DIGITAL LIBRARY
THE DESIGN OF A CONSTRUCTIVIST HANDS-ON LABORATORY: QUALITATIVE STUDY OF SIMPLE ELECTRICAL CIRCUITS
1 Université du Québec à Montréal (CANADA)
2 University of Ottawa (CANADA)
About this paper:
Appears in: ICERI2019 Proceedings
Publication year: 2019
Pages: 3384-3389
ISBN: 978-84-09-14755-7
ISSN: 2340-1095
doi: 10.21125/iceri.2019.0867
Conference name: 12th annual International Conference of Education, Research and Innovation
Dates: 11-13 November, 2019
Location: Seville, Spain
Abstract:
Science and technology education for primary and secondary students is central to school curricula.
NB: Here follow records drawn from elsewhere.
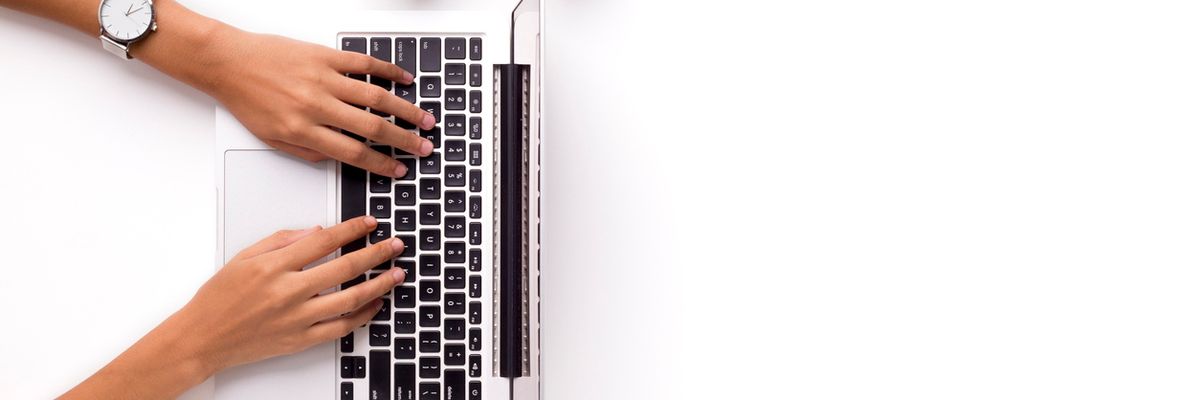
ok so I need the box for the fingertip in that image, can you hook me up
[389,237,406,254]
[419,139,434,156]
[363,215,377,228]
[389,267,406,285]
[421,114,436,130]
[393,161,408,179]
[401,69,415,84]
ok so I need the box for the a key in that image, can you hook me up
[445,37,467,59]
[445,292,466,315]
[446,242,466,263]
[370,172,392,193]
[469,143,482,166]
[398,234,416,257]
[419,357,440,378]
[419,76,441,98]
[419,38,441,72]
[395,337,416,359]
[468,169,481,192]
[420,229,441,252]
[372,299,391,322]
[445,318,466,340]
[469,38,482,61]
[419,305,441,327]
[419,254,441,277]
[446,89,466,111]
[369,223,391,244]
[341,382,353,400]
[421,126,441,149]
[369,323,390,345]
[446,140,466,161]
[469,276,481,298]
[445,115,466,136]
[469,328,481,351]
[342,37,367,82]
[419,382,440,400]
[446,166,466,187]
[469,301,481,324]
[420,152,441,174]
[340,333,354,353]
[469,117,482,139]
[341,165,366,220]
[446,191,466,212]
[342,274,365,289]
[446,216,466,238]
[469,223,481,245]
[469,64,482,87]
[446,63,466,85]
[369,350,390,400]
[395,184,417,206]
[396,209,416,232]
[395,285,416,308]
[396,260,416,283]
[341,237,365,263]
[419,331,440,353]
[395,37,417,103]
[369,37,393,92]
[341,355,366,378]
[395,363,417,400]
[394,312,416,334]
[396,82,417,104]
[419,203,441,226]
[446,267,466,289]
[419,178,441,200]
[468,355,482,378]
[419,279,440,302]
[469,90,482,113]
[469,196,482,219]
[445,369,466,400]
[469,249,481,271]
[420,102,441,123]
[398,158,417,180]
[369,197,390,219]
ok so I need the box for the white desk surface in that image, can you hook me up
[3,0,1200,398]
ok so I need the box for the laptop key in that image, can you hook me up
[445,318,466,340]
[340,333,354,353]
[446,140,466,161]
[420,152,441,174]
[341,355,366,378]
[419,382,440,400]
[469,301,481,324]
[341,165,366,220]
[369,223,390,244]
[369,323,390,345]
[469,38,482,61]
[395,184,417,206]
[396,260,416,283]
[419,279,440,302]
[420,228,441,251]
[446,166,466,187]
[469,117,482,139]
[446,63,467,85]
[341,274,365,289]
[419,76,440,98]
[419,357,440,378]
[395,285,416,308]
[469,143,481,166]
[469,222,481,245]
[420,101,442,124]
[396,209,416,231]
[468,355,482,378]
[468,196,482,219]
[469,328,481,351]
[446,191,466,212]
[372,300,390,322]
[446,89,466,111]
[369,350,391,400]
[446,216,466,238]
[340,381,353,400]
[369,37,392,90]
[396,363,417,400]
[419,331,440,353]
[419,305,441,327]
[446,267,466,290]
[469,381,481,400]
[446,242,466,263]
[419,38,441,72]
[469,64,482,87]
[420,126,441,149]
[341,37,367,82]
[445,369,466,400]
[398,158,417,180]
[469,276,481,299]
[468,169,481,192]
[445,292,465,314]
[395,337,416,359]
[369,197,389,218]
[469,90,482,113]
[446,38,466,60]
[398,234,416,257]
[469,249,481,271]
[445,115,465,136]
[420,254,441,276]
[369,172,391,193]
[419,204,440,225]
[420,178,441,200]
[394,311,416,334]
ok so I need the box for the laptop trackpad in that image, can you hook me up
[214,149,334,399]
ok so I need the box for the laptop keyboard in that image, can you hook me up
[338,34,487,400]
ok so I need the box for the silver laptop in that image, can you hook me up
[213,1,542,399]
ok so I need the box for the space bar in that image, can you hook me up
[341,165,366,221]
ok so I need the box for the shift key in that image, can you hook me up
[395,363,416,400]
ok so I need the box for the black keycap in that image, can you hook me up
[396,209,416,231]
[396,363,417,400]
[445,369,466,400]
[419,230,441,252]
[398,158,417,180]
[398,234,416,257]
[446,267,466,290]
[419,357,440,378]
[370,37,393,92]
[396,260,416,283]
[446,216,466,238]
[369,196,390,218]
[395,337,416,360]
[446,140,466,161]
[445,292,466,314]
[469,195,482,219]
[371,144,393,157]
[446,89,466,111]
[419,205,440,227]
[419,279,440,302]
[394,312,416,333]
[420,178,441,200]
[468,169,481,192]
[469,90,482,113]
[469,143,482,166]
[469,223,481,245]
[469,381,482,400]
[419,305,441,327]
[341,381,353,400]
[445,318,466,340]
[420,152,441,174]
[420,38,441,72]
[396,37,417,74]
[446,191,467,213]
[468,117,482,140]
[419,76,441,98]
[372,299,391,322]
[469,276,481,299]
[419,331,440,353]
[469,64,482,87]
[420,102,441,123]
[341,355,366,378]
[342,37,367,82]
[342,274,365,289]
[420,126,441,149]
[469,328,481,351]
[446,242,466,263]
[446,63,467,85]
[341,165,366,220]
[469,301,481,324]
[446,166,466,187]
[395,285,416,308]
[341,237,365,260]
[419,254,441,276]
[369,324,390,346]
[468,355,482,378]
[340,333,354,353]
[469,38,482,61]
[374,260,390,271]
[369,350,391,400]
[396,82,417,104]
[469,249,481,271]
[419,382,440,400]
[395,184,417,206]
[369,222,391,244]
[446,38,467,59]
[445,115,466,136]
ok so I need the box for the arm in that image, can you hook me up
[60,217,406,399]
[0,0,435,178]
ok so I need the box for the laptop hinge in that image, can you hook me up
[493,63,531,379]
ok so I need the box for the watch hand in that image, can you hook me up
[125,3,133,16]
[127,6,144,15]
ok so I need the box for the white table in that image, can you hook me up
[4,0,1200,398]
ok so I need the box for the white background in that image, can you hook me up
[3,0,1200,399]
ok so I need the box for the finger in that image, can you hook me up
[327,76,436,131]
[301,266,405,322]
[264,139,329,163]
[299,237,405,294]
[303,126,408,177]
[321,96,433,156]
[305,298,383,344]
[329,51,413,85]
[264,215,377,270]
[229,226,321,264]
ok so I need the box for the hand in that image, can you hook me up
[197,27,436,178]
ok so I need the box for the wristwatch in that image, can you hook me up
[98,0,157,60]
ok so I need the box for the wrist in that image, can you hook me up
[131,0,235,94]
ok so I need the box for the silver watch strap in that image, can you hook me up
[100,35,132,60]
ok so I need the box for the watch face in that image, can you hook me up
[100,0,153,42]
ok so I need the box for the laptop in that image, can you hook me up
[212,1,542,399]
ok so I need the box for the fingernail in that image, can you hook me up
[363,215,377,227]
[389,237,405,254]
[394,162,408,178]
[390,267,406,284]
[403,70,415,83]
[420,139,434,156]
[421,114,436,130]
Such teaching does not give the expected results, namely the acquisition of basic scientific concepts to understand the natural and constructed phenomena with which young people interact daily (OECD, 2006). For example, in the case of events related to electricity, many studies show that despite teaching over a few years, students fail to use the concepts of current and voltage to correctly explain the different energy transformations (chemical, electrical, light and thermal) in a simple electrical circuit. For several students, the light energy of a bulb connected to the terminals of a battery and two electrical wires comes from the collision of the two currents leaving the terminals (positive and negative) of the cell. Also, they encounter conceptual difficulties in explaining the brightness of bulbs connected in different electrical circuits (series, parallel). For example, in the case of series-connected bulbs, for many students, the current divide between the bulbs so that the identical bulbs receive the same amount of current. Thus, each bulb consumes a portion according to its operating characteristics. In this research, we present the design of a constructivist laboratory on the qualitative analysis of simple electrical circuits for teachers training primary school teachers. The selected activities, lasting three hours, were experimented with 75 students in the class on Science Didactics. The laboratory constructed covered six problems related to the connection of batteries, light bulbs, and electrical wires, and in each, the students first anticipated their answers. Then, they experimentally verified their predictions and answered questions in the form of a challenge. Finally, they completed a paper-and-pencil questionnaire to clarify what they learned, what they did not learn, and what they would like to learn from the lab. In general, they appreciated the proposed approach, which they believe differs from the laboratories they did during their previous studies (secondary and college). In these laboratories, they felt less involved, and therefore less interested since the activities carried out were limited to verifying what they had learned before in the theoretical courses.
Keywords:
Laboratory hands-on, Electrical circuits, pre-service teachers, elementary school.